En Black Super Power, un libro de Daniel Ausente incluido en la espectacular Black Pulp Box que editó el pasado año la editorial independiente Aristas Martínez, el autor repasa las mutaciones de un arquetipo —el Héroe Negro— en la cultura popular, atendiendo tanto a la historieta como a la literatura de género o al cine. El capítulo ‘Bad ass mother fucker’, que analiza el desarrollo y las contradicciones del cine blaxploitation de los setenta, funciona hoy como un manual de uso —inconsciente de serlo—, perfecto para detectar todos los ecos y discursos que confluyen en Django desencadenado, una película que, por cierto, no es el primer western con protagonista negro: ahí están el irreverente spoof Sillas de montar calientes, de Mel Brooks, la agresiva Boss Nigger (1975), de Jack Arnold —con guión de una de las estrellas clave del fenómeno, Fred Williamson, que tres años más tarde saldría en Aquel maldito tren blindado y acabaría siendo reciclado por el tarantismo en Abierto hasta el amanecer (1996)— o Posse (1993), de Mario van Peebles, hijo del Melvin van Peebles que dirigió “Sweet Sweetbacks’s Baadasssss Song” (1971), película fundacional que, según recuerda Ausente, se abría con la siguiente dedicatoria: “A todos los hermanos y hermanas que no soportan más al hombre blanco”.
Pensar en un Django negro no está tan lejos de pensar en, pongamos, una Emanuelle negra y, por tanto, el gesto no supone ninguna automática garantía de sensibilidad racial por parte de Tarantino.

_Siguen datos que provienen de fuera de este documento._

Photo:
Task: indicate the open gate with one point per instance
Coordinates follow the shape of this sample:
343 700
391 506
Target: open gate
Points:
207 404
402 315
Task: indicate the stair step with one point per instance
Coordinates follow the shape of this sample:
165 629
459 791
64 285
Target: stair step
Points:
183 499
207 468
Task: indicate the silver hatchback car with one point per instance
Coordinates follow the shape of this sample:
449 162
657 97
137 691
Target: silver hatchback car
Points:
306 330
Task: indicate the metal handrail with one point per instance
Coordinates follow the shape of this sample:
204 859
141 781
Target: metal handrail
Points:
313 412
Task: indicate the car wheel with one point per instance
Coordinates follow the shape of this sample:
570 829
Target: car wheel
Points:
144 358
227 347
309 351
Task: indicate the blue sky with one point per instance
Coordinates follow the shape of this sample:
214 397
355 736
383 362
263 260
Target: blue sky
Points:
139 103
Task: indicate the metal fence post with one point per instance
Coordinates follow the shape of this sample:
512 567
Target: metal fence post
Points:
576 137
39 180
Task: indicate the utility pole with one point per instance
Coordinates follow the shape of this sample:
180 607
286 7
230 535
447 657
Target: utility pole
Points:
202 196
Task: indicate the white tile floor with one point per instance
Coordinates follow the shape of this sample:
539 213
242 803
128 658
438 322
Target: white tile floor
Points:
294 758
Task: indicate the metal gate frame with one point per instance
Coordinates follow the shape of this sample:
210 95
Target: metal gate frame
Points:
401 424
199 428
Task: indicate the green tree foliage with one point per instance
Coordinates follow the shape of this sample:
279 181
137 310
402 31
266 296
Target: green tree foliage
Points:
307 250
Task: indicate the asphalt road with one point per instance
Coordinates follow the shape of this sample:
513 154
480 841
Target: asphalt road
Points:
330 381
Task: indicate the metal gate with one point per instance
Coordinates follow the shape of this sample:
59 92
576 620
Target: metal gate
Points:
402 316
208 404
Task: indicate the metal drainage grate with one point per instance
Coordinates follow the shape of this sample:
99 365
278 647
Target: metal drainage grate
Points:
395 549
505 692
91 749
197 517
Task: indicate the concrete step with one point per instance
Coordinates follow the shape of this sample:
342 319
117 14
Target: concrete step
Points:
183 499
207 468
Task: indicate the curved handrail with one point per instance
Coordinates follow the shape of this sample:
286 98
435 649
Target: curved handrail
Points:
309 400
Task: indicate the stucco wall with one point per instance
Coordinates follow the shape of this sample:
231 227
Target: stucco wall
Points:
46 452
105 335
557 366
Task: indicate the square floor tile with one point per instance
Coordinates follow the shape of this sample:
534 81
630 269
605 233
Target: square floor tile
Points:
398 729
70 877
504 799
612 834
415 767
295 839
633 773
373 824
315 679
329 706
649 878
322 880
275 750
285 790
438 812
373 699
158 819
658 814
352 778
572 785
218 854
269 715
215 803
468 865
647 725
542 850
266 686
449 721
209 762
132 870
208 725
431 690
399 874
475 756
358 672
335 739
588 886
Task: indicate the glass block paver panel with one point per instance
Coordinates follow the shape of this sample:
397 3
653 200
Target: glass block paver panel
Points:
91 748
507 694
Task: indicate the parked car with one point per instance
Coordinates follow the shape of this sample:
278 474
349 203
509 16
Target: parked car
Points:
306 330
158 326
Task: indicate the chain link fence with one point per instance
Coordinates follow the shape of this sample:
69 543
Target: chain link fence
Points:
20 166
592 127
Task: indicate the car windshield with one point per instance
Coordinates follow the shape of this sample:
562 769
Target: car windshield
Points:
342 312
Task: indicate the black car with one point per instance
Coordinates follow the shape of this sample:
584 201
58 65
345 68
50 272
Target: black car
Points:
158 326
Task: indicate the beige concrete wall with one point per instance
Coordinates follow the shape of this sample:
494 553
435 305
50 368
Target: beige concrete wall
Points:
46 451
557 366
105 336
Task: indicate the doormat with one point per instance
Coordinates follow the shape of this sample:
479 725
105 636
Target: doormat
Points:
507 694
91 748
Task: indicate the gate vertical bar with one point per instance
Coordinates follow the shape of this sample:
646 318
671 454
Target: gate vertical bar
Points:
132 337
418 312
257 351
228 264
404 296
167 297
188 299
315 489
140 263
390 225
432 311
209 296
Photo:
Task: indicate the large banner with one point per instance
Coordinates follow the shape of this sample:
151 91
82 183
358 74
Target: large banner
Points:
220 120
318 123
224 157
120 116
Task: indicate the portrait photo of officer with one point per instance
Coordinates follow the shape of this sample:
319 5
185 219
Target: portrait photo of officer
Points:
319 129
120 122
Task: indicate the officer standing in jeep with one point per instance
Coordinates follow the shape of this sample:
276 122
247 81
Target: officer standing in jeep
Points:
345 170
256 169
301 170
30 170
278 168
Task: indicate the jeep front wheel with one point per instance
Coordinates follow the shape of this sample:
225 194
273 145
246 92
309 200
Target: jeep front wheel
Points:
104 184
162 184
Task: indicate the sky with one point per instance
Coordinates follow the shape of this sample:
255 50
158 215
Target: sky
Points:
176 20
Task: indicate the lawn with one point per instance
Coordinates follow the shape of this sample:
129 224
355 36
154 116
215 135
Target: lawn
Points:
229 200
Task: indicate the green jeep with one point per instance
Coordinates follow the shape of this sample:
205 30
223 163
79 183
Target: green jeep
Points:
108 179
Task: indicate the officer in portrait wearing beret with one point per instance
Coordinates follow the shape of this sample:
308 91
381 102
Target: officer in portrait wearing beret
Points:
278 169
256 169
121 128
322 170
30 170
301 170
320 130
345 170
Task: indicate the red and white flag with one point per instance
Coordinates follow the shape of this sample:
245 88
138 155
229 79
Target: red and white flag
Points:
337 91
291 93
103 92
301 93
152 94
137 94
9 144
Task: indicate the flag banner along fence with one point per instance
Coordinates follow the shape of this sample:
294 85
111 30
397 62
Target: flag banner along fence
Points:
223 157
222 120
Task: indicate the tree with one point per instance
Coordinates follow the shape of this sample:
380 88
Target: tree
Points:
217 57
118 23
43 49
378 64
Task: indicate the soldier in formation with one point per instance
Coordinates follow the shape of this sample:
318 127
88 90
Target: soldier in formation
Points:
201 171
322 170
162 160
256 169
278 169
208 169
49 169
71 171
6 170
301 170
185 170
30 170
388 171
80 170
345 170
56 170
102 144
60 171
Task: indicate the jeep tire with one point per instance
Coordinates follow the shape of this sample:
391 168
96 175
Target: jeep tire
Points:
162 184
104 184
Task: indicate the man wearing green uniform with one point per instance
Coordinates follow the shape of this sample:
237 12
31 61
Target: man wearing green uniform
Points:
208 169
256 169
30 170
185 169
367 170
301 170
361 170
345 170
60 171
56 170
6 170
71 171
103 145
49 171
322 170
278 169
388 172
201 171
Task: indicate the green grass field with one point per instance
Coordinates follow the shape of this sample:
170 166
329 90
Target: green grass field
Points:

Entre el catálogo de referencias que maneja el cineasta no faltan, en este caso, algunos trabajos que se movieron con mayor, menor o inexistente elegancia en la cuerda floja que separa la voluntad de mensaje (concienciado) con el morbo (irrefrenable o no): junto a la forja de un Héroe Negro —aquí la supuesta paradoja histórica consiste en imaginar un Mesías Black Panther antes de que el Ku Klux Klan aprenda a agujerear sus capuchas—, Tarantino también parece tener en cuenta las miradas sensacionalistas del Mandingo (1975) de Richard Fleischer y de ese inenarrable —y poderosísimo— Adiós, tío Tom (1971) de Gulatiero Jacopetti y Franco Prosperi, el mockumentary que los autores de Este perro mundo (1962) realizaron para quitarse de encima las acusaciones de racismo generadas por Adiós, África (1966) —aunque consiguieron todo lo contrario—.
Django desencadenado, el western con más frases subordinadas de la historia del género, es una película obsesionada con el lenguaje y, en esos nexos de unión con las obras de Fleischer y Jacopetti&Prosperi, juega a liberar todo ese imaginario del sadismo esclavista de su sustrato (ideológico o lúbrico) reprobable. También es una película que habla insistentemente sobre la representación: en este sentido, la caracterización —y el destino final— del personaje encarnado por Samuel L. Jackson deja bien clara la opinión del cineasta sobre la tradicional representación del tío Tom en el cine norteamericano —el negro servil es una rata para el negro, más o menos—: el criado servil era un arquetipo que necesitaba un sacrificio catártico, porque nadie había programado su obsolescencia.
Si alguien dudaba de la eficacia de Django desencadenado como agente provocador, la reacción de Spike Lee aclara todas las dudas: Tarantino no ha topado con la Iglesia, sino con algo peor… un afroamericano poseído por la corrección política. Aunque también es precipitado atribuir capacidades heroicas al autor de Django desencadenado: las cifras de taquilla y el entusiasmo que la película ha generado entre el público afroamericano quizá no hagan otra cosa que darle la razón a Robert Wisdom. Sí, quizá, en el fondo, todo era tan sólo una cuestión de marketing.